A Lorelay, por y para ella surgió después de un tornado.

Este es un cuento para gente jovial, con ganas de vivir. Pero no es sólo eso, porque es un cuento de niños, y los niños son siempre mucho más complicados que los adultos, sobre todo porque los adultos no existen. Es un cuento amarillo, sí, creo que es un cuento amarillo y azul.

Un niño y una niña juegan en la playa, bailan al sol en la arena. Tienen una mochila, abandonada de cualquier modo, en medio de la inmensidad de partículas doradas y cristalinas sin fin aparente. Dentro de la mochila tienen un par de bocadillos de jamón, unas latas congeladas de coca-cola, un par de servilletas y un mazo de cartas. De ahí cogieron el juego de palas de plástico con el que ahora juegan, un juego mezclado de dos anteriores, uno amarillo y el otro azul.

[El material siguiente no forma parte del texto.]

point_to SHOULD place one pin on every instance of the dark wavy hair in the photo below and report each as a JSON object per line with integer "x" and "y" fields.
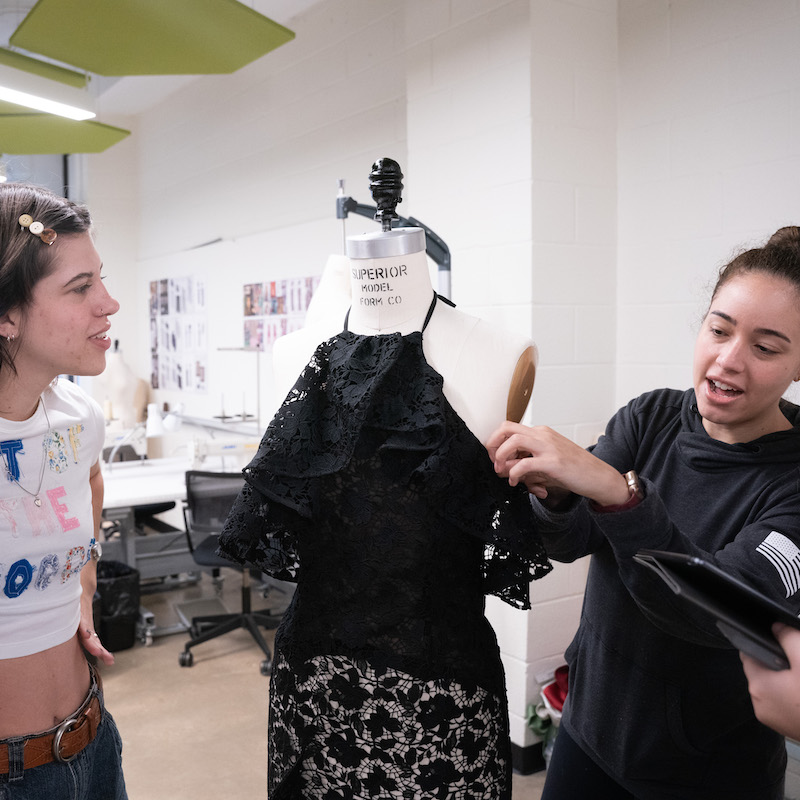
{"x": 24, "y": 258}
{"x": 779, "y": 257}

Construyen castillos en la orilla, con la tierra húmeda y salina. Levantan tímidas murallas, solemnes torres con el cubo. Se sienten felices viendo el conjunto. Ella levanta una puerta, y él no quiere ahí una puerta, pero mirando la dulce expresión de felicidad que le adorna el rostro es feliz, con ella y con la puerta, y con el castillo y con el día de sol y la playa. Él quiere soldados alrededor de la puerta, y ella no quiere ningún soldado, pero viendo la dulce expresión de felicidad que le adorna el rostro es feliz, con él y con la puerta, y con el castillo y con el día de sol y la playa.

Y siempre, tarde o temprano, una ola indiferente arrasa el castillo, y la muralla y la torre y la puerta y los soldados, y los dos se quedan mirando la tierra húmeda, los informes bultos que la ola rabiosa ha dejado en vez de lo que ellos lograron hacer.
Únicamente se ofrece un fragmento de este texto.